What is Data Ethics for us?

Please see Hajek, K.M., Trauttmansdorff, P., Leonelli, S., Guttinger, S., Milano S. (2025) How to Foster Responsible and Resilient Data. Computer [IEEE Computer Society] https://doi.ieeecomputersociety.org/10.1109/MC.2024.3522696.

The Ethical Data Initiative (EDI) aims to go beyond devising a fixed set of moral principles or code of conduct for producing or working with data—privacy and ownership, for instance. Principles alone are not enough because they are often too abstract; they acquire concrete meaning when they are interpreted in practice. We thus define data ethics as a living ethos: a responsible way of approaching the creation, transmission, storage, and (re-)use of data, which provides resources to anticipate, identify, and address challenges.

This ethos is necessarily dynamic: it needs to be continuously informed by local settings and framed by context-dependent methods and practices.

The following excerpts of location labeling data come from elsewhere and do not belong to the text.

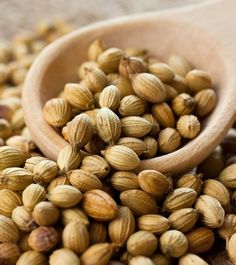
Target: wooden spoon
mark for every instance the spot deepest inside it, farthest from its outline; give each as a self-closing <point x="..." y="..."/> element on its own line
<point x="205" y="34"/>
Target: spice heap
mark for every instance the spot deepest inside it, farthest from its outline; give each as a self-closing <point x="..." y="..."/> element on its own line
<point x="95" y="210"/>
<point x="125" y="97"/>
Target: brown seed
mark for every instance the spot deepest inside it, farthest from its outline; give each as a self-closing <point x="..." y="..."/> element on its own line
<point x="132" y="106"/>
<point x="74" y="214"/>
<point x="152" y="147"/>
<point x="57" y="112"/>
<point x="15" y="178"/>
<point x="140" y="260"/>
<point x="131" y="65"/>
<point x="8" y="230"/>
<point x="9" y="253"/>
<point x="160" y="259"/>
<point x="183" y="104"/>
<point x="162" y="71"/>
<point x="155" y="125"/>
<point x="198" y="80"/>
<point x="23" y="219"/>
<point x="97" y="232"/>
<point x="190" y="180"/>
<point x="98" y="254"/>
<point x="32" y="257"/>
<point x="164" y="115"/>
<point x="179" y="64"/>
<point x="95" y="79"/>
<point x="95" y="164"/>
<point x="69" y="158"/>
<point x="153" y="223"/>
<point x="184" y="219"/>
<point x="32" y="195"/>
<point x="148" y="87"/>
<point x="205" y="102"/>
<point x="83" y="180"/>
<point x="9" y="201"/>
<point x="191" y="259"/>
<point x="135" y="126"/>
<point x="63" y="256"/>
<point x="43" y="239"/>
<point x="188" y="126"/>
<point x="139" y="202"/>
<point x="211" y="212"/>
<point x="200" y="240"/>
<point x="45" y="214"/>
<point x="11" y="157"/>
<point x="61" y="180"/>
<point x="45" y="171"/>
<point x="109" y="60"/>
<point x="154" y="183"/>
<point x="179" y="198"/>
<point x="122" y="227"/>
<point x="228" y="176"/>
<point x="95" y="49"/>
<point x="218" y="191"/>
<point x="137" y="145"/>
<point x="228" y="228"/>
<point x="169" y="140"/>
<point x="65" y="196"/>
<point x="231" y="248"/>
<point x="142" y="243"/>
<point x="121" y="157"/>
<point x="110" y="97"/>
<point x="108" y="125"/>
<point x="75" y="237"/>
<point x="173" y="243"/>
<point x="79" y="96"/>
<point x="80" y="130"/>
<point x="94" y="201"/>
<point x="124" y="180"/>
<point x="124" y="86"/>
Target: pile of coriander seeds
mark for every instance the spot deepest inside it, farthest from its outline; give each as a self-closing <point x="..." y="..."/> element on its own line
<point x="133" y="100"/>
<point x="95" y="209"/>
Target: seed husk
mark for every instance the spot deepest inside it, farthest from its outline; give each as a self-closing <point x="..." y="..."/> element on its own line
<point x="65" y="196"/>
<point x="124" y="180"/>
<point x="142" y="243"/>
<point x="121" y="157"/>
<point x="9" y="201"/>
<point x="95" y="200"/>
<point x="173" y="243"/>
<point x="45" y="214"/>
<point x="139" y="202"/>
<point x="179" y="198"/>
<point x="80" y="130"/>
<point x="122" y="227"/>
<point x="83" y="180"/>
<point x="135" y="126"/>
<point x="183" y="219"/>
<point x="57" y="112"/>
<point x="75" y="237"/>
<point x="153" y="223"/>
<point x="148" y="87"/>
<point x="97" y="254"/>
<point x="154" y="183"/>
<point x="200" y="240"/>
<point x="108" y="125"/>
<point x="211" y="212"/>
<point x="63" y="256"/>
<point x="97" y="232"/>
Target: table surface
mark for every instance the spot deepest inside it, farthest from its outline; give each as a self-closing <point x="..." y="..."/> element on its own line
<point x="17" y="15"/>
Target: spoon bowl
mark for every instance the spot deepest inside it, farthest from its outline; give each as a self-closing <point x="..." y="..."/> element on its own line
<point x="184" y="31"/>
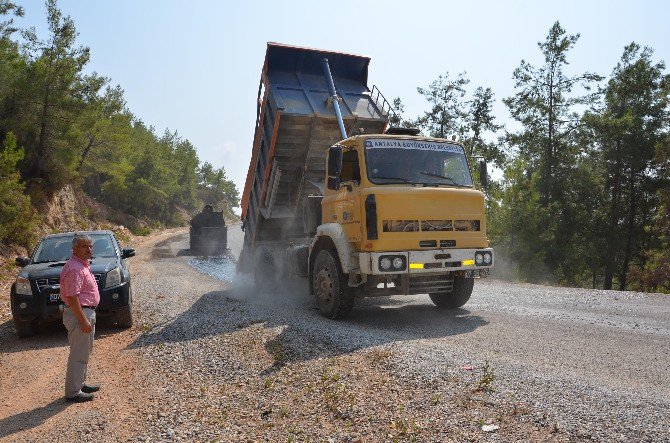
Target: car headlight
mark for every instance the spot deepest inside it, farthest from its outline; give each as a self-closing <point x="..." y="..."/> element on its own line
<point x="23" y="286"/>
<point x="113" y="278"/>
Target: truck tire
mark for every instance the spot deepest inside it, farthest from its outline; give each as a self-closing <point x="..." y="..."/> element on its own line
<point x="457" y="297"/>
<point x="124" y="317"/>
<point x="25" y="328"/>
<point x="333" y="295"/>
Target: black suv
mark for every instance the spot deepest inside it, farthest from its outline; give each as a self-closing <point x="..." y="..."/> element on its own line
<point x="35" y="296"/>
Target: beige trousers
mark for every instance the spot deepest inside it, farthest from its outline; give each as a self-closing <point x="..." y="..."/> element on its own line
<point x="81" y="346"/>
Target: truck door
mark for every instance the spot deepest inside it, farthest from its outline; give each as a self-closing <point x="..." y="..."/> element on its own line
<point x="347" y="202"/>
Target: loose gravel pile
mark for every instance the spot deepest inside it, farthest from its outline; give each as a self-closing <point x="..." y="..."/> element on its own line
<point x="212" y="359"/>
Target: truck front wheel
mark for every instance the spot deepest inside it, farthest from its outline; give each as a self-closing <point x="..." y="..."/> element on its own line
<point x="457" y="297"/>
<point x="333" y="295"/>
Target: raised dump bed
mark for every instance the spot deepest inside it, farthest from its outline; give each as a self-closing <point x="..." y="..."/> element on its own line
<point x="295" y="124"/>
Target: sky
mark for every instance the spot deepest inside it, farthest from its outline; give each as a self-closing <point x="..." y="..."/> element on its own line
<point x="195" y="67"/>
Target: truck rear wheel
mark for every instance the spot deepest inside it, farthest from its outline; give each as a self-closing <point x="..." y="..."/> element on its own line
<point x="124" y="317"/>
<point x="457" y="297"/>
<point x="333" y="295"/>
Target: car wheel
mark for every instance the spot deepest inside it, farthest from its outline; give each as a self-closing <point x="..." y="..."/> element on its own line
<point x="457" y="297"/>
<point x="25" y="328"/>
<point x="333" y="295"/>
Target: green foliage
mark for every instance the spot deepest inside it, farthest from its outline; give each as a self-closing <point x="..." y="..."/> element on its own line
<point x="7" y="26"/>
<point x="447" y="113"/>
<point x="17" y="218"/>
<point x="627" y="127"/>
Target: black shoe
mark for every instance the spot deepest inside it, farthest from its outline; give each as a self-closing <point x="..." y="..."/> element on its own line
<point x="89" y="389"/>
<point x="80" y="398"/>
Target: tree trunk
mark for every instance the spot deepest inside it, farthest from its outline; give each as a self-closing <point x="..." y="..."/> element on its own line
<point x="630" y="234"/>
<point x="614" y="215"/>
<point x="84" y="154"/>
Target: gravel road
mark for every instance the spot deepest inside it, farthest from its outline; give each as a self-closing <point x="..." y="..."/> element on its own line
<point x="210" y="358"/>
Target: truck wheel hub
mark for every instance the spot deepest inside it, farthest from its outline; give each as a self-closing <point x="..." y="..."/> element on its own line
<point x="324" y="285"/>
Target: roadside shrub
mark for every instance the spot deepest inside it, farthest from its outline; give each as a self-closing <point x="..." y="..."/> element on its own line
<point x="17" y="217"/>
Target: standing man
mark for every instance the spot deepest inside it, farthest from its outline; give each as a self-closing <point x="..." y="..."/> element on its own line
<point x="79" y="292"/>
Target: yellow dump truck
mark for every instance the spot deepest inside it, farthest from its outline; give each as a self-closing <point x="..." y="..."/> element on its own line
<point x="382" y="212"/>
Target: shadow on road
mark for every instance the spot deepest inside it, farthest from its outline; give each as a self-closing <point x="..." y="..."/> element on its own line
<point x="30" y="419"/>
<point x="304" y="334"/>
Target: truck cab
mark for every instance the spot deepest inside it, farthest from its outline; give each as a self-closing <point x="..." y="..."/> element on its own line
<point x="382" y="212"/>
<point x="406" y="219"/>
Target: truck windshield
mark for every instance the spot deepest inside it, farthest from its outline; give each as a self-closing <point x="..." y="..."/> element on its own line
<point x="417" y="162"/>
<point x="55" y="249"/>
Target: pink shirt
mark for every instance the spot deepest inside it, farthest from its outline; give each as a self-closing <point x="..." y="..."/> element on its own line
<point x="76" y="280"/>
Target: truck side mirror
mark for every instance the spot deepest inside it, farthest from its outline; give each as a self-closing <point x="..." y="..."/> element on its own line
<point x="334" y="161"/>
<point x="483" y="175"/>
<point x="333" y="183"/>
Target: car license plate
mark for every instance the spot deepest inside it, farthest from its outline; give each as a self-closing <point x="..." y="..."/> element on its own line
<point x="475" y="273"/>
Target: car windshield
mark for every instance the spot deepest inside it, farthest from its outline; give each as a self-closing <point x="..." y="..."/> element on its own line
<point x="56" y="249"/>
<point x="417" y="162"/>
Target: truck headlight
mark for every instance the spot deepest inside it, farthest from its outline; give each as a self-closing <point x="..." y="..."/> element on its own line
<point x="113" y="278"/>
<point x="23" y="286"/>
<point x="483" y="258"/>
<point x="395" y="263"/>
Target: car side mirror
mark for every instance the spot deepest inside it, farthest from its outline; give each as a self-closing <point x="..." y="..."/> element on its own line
<point x="483" y="174"/>
<point x="22" y="261"/>
<point x="333" y="183"/>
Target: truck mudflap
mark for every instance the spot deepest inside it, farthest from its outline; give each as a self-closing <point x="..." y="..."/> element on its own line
<point x="473" y="262"/>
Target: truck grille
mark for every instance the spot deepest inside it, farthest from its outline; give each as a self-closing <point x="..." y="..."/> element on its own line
<point x="430" y="225"/>
<point x="431" y="283"/>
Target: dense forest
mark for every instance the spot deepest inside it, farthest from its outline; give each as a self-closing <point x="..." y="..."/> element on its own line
<point x="59" y="125"/>
<point x="584" y="197"/>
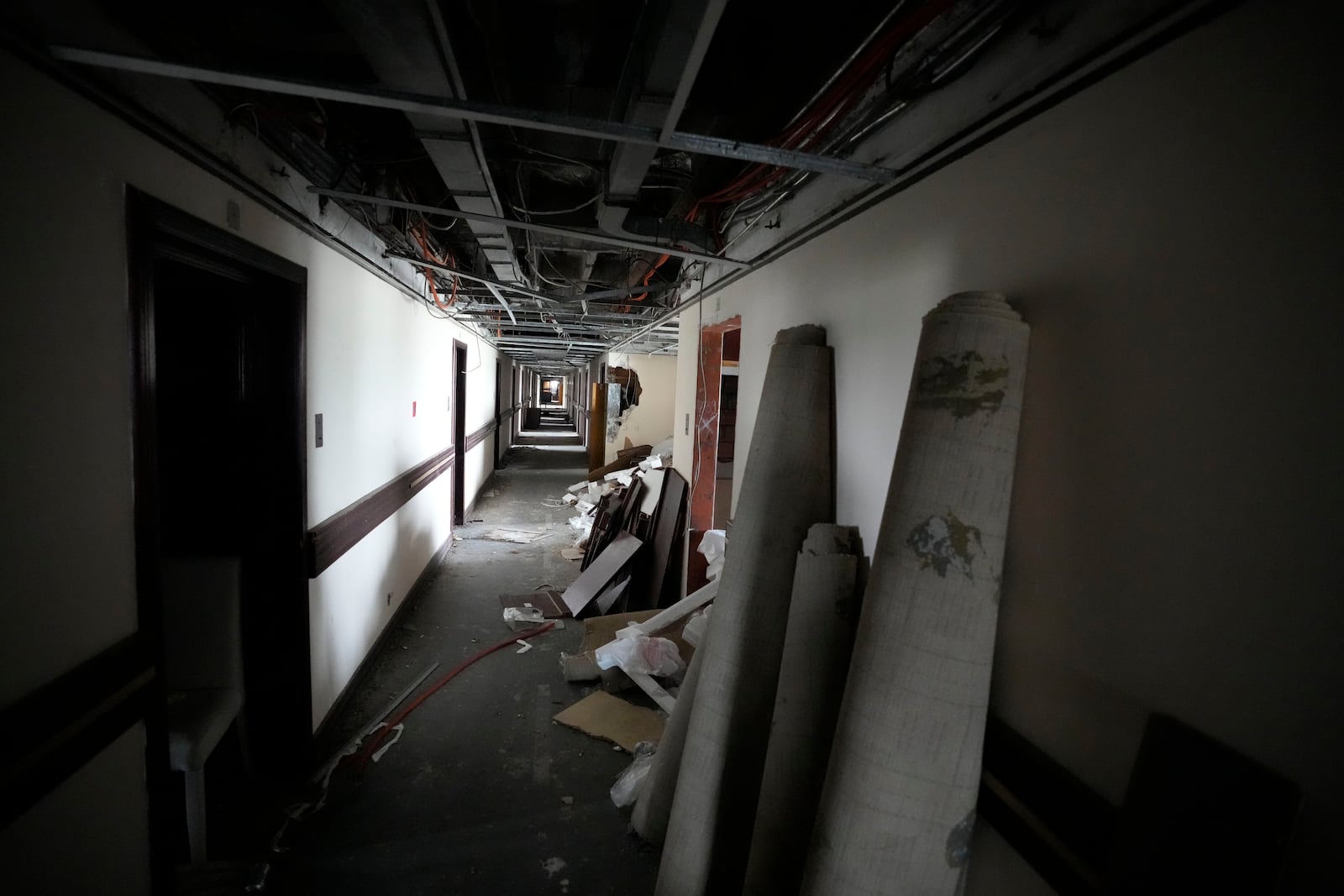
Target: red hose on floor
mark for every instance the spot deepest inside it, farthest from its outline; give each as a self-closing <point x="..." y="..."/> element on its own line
<point x="362" y="758"/>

It entails paying attention to the processes of decision-making and the particularities that make up every step along a data journey—the steps data travel from the initial moment of creation in a lab, field, or digital encounter, through inscription in, for instance, an open-source repository, to interpretation and re-use by a third-party actor. When assessed in terms of specific contextual steps in that journey, ethical principles and guiding values become meaningful and actionable. 

Ethical attention to data is bearing in mind the context in which data are created—the choices made by any humans involved in the process, and the ways data are configured by material objects, environments, and apparatus. The EDI fosters precisely this attention to choices and their implications in data-work. We aim to make data practices more responsive to social settings, more responsible regarding their consequences, and more resilient against possible misuse or misappropriation. 

Without attention to choices, context, and consequences, the data and knowledge we produce “threatens to blindly privilege specific ways of knowing” (Leonelli 2022), and particularly to privilege the interests of powerful groups in society, often to the detriment of the most vulnerable. The contexts in which data are handled are hugely diverse, and the implications of data-practices should be assessed in light of that diversity, with recognition that each domain has its specific forms of expertise. Recognising diversity does not mean that anything goes. Rather, it means ensuring that the criteria used to evaluate data-work are relevant and appropriate to the research in question, in light of its goals, situation, and methods.

Attending carefully to the consequences and contingencies of each step on a data journey requires targeted ways of integrating data ethics within a given situation, and particularly of dealing with the conflicts that often arise between different values. Examples of such conflicts include: the need to preserve privacy while still fostering openness in research on medical data; the wish to make data widely accessible, while also tracking their provenance and uses—thereby making data users accountable; and efforts to share data fairly among researchers, while also recognising the ownership claims of those who may have invested most in creating and disseminating the data. In trying to address such diverging expectations in concrete cases of data work, it is crucial to be alert to what choices are made and why, who benefits from those choices, and how they may affect relevant publics. Such analysis helps to unearth data-related discrimination and bias, and makes data practices better accountable to scrutiny and critique. 

Approaching data ethically is about prioritising human judgement over what may be technologically feasible or best adapted to computational analysis. As the use of data evolves constantly, so must our awareness of how they are created and processed, what constraints that entails, and who is benefited or disadvantaged. We advocate making data work a thoughtful process, which engages with relevant stakeholders and environmental concerns, rather than rushing towards technological convenience or the appearance of innovation.

For the EDI, responsible data work ultimately aims to improve the living conditions of all creatures on Earth, which involves being attuned to the plurality of human experience and the preservation of our environment. This means valuing the diversity of the humans who take part at every stage of data work, and building mechanisms to address persistent injustices and inequities in their visibility and ability to access resources. Similarly, harms affecting non-human organisms and the environment as a whole will only be effectively reduced and prevented when they are given attention throughout data practices.